Another comparison is how much a kilowatt costs me. My rate supposedly is $0.0858 per kwhour. Since the new bulb is saving me 65w per hour, I save 1 kwhour for every 15.38461538 hours the new bulb is used. The cost of the lightbulb is equivalent to 291.37529138 kwhours. If I use the new bulb for only 4 482.69678912 hours then I will have saved as much money as the new bulb cost.

Unfortunately very few of these light bulbs are on more than a few hours a day. It will be three or four years, at least, before they break even for me, and another 5-10 years or more before they save as much energy as they cost to make. Clearly this whole project makes no sense!

Partially true.

Although the cost savings to me at the current rates will take many years to break even, the rate goes up every year so it will likely pay off faster than predicted. But part of the steady increase in electricity rates is to pay for system improvements to meet rising demand – but if I reduce my consumption (and the community on average also reduces consumption) then we might not need to have electricity rate rises so rapidly; that will ultimately save me even more money than just reducing my consumption now.

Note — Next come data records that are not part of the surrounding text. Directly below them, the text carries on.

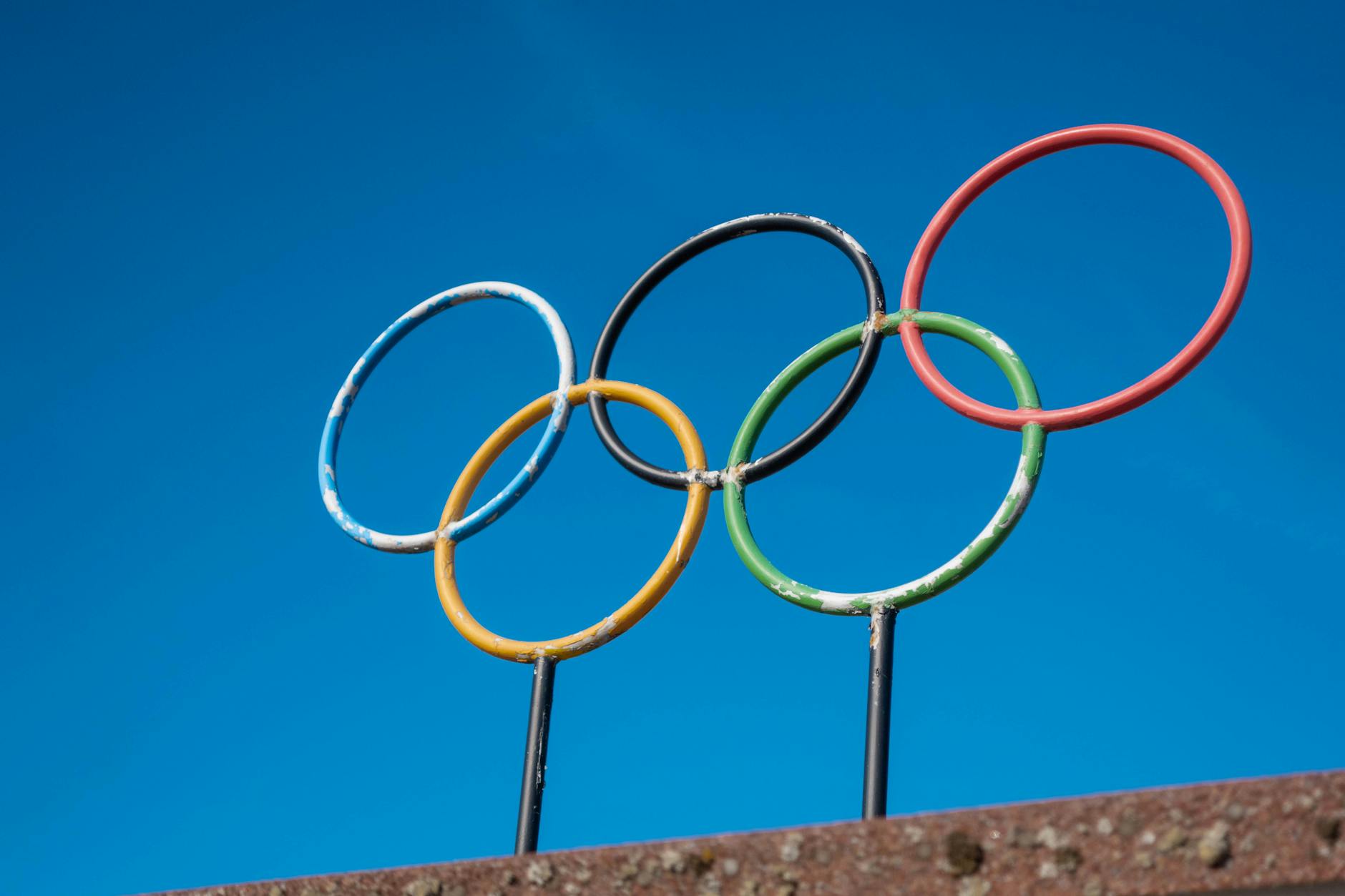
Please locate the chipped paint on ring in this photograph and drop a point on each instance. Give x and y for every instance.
(961, 566)
(507, 497)
(649, 595)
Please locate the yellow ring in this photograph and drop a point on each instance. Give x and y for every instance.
(652, 591)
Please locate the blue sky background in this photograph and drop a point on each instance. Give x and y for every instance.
(212, 209)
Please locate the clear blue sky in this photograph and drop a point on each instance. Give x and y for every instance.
(212, 209)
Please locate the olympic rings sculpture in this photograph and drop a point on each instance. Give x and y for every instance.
(743, 467)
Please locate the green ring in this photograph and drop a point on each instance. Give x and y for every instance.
(966, 561)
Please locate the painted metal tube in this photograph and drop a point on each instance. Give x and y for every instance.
(522, 481)
(649, 595)
(964, 561)
(818, 430)
(534, 757)
(1129, 398)
(879, 728)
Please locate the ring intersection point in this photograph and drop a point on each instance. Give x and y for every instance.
(969, 558)
(645, 599)
(521, 482)
(718, 235)
(1129, 398)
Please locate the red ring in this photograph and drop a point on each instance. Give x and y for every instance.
(1239, 268)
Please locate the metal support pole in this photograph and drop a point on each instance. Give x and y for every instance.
(534, 760)
(880, 714)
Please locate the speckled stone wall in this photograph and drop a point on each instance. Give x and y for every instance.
(1267, 836)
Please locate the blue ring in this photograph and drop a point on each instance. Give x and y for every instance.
(491, 510)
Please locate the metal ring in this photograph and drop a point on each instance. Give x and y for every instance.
(365, 366)
(1129, 398)
(970, 557)
(805, 442)
(645, 599)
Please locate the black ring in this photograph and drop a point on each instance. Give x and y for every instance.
(819, 428)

My metro region has seen population increases of around 3% annually for more than a decade. (The metro population nearly doubled, 197.75%, between 1981 and 2011 the most recent statistical year.)  But the region’s electrical consumption has actually decreased slightly over the last decade as lighting, appliances, heating and insulation systems have become more efficient. When you think about it Vancouver is actually pretty mind-boggling – a growing city with near-stagnant energy consumption.

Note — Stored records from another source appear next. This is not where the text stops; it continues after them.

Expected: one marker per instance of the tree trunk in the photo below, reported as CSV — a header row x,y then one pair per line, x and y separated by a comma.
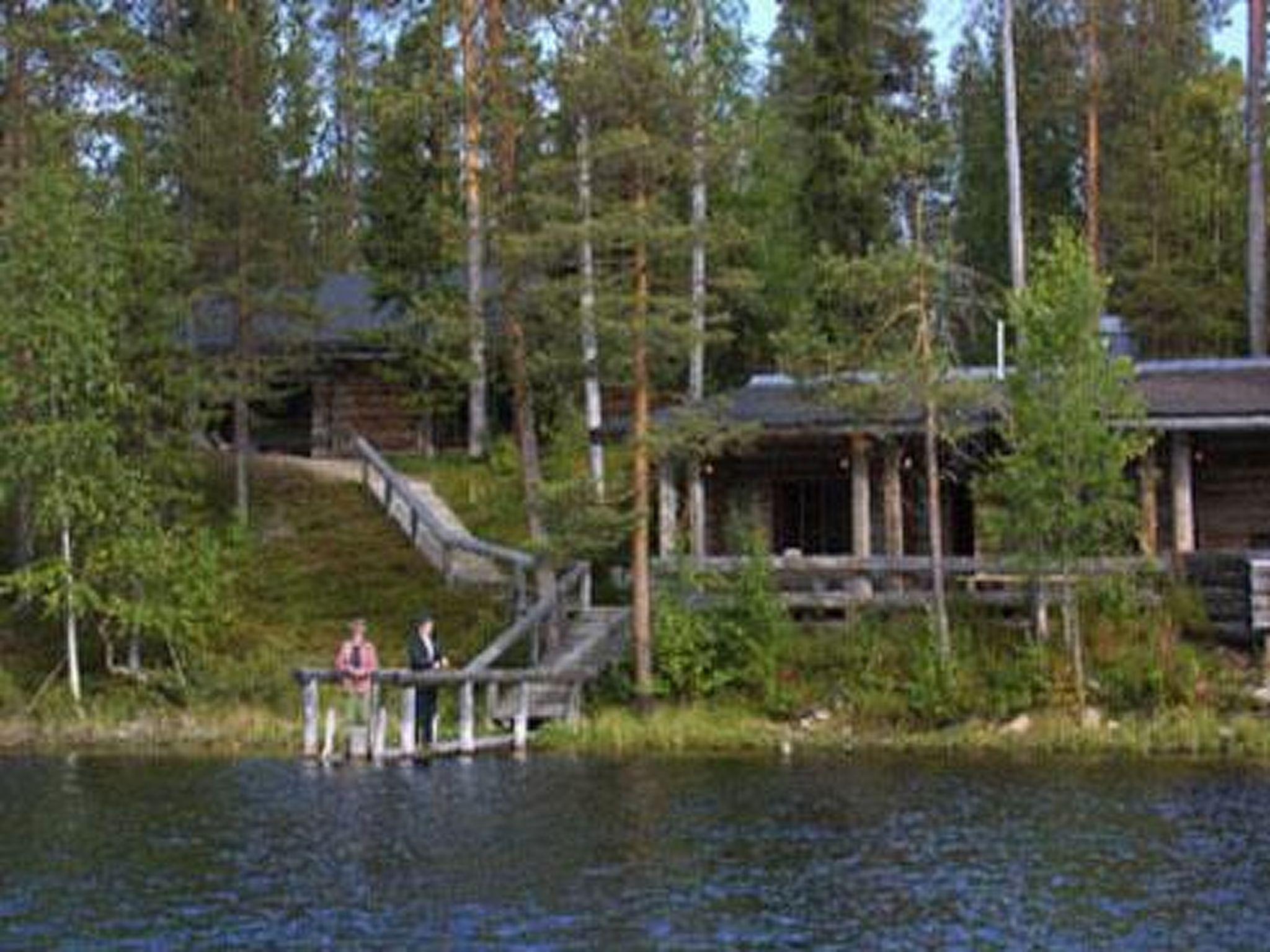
x,y
13,123
1093,145
1255,107
73,673
698,361
518,369
23,550
587,314
478,415
642,583
1073,640
930,427
935,528
1014,170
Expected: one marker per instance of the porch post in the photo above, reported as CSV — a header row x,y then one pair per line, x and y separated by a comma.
x,y
892,498
1148,482
696,509
667,509
1183,478
861,528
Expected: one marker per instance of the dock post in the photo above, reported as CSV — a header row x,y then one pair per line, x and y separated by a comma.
x,y
491,702
328,746
309,699
408,729
521,731
379,734
468,718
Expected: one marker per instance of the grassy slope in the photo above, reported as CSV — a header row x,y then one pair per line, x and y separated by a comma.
x,y
319,553
324,553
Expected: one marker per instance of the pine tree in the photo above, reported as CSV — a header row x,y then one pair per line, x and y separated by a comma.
x,y
251,255
414,216
841,73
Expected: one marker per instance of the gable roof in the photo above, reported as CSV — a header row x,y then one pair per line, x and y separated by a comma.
x,y
340,314
1221,394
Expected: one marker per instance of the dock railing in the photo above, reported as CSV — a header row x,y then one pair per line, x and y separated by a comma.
x,y
833,582
572,589
473,731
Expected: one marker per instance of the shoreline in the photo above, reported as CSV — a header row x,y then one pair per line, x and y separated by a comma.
x,y
696,730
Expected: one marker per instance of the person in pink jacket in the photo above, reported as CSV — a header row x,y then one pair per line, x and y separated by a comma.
x,y
356,662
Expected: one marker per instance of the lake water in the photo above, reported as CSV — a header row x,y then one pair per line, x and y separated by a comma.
x,y
553,852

But, ultimately, my purchasing these light bulbs is an investment in the future of this house. And I do not own this house. I am not going to take all these bulbs with me when I move out, either – at least I sure hope I am never going to live in another barn of a house with a zillion big recessed can lights! The big benefit for me is the smaller electric bills for the remaining months I am here; I will never save enough to pay for this investment, but I will have more spare money then than I have now.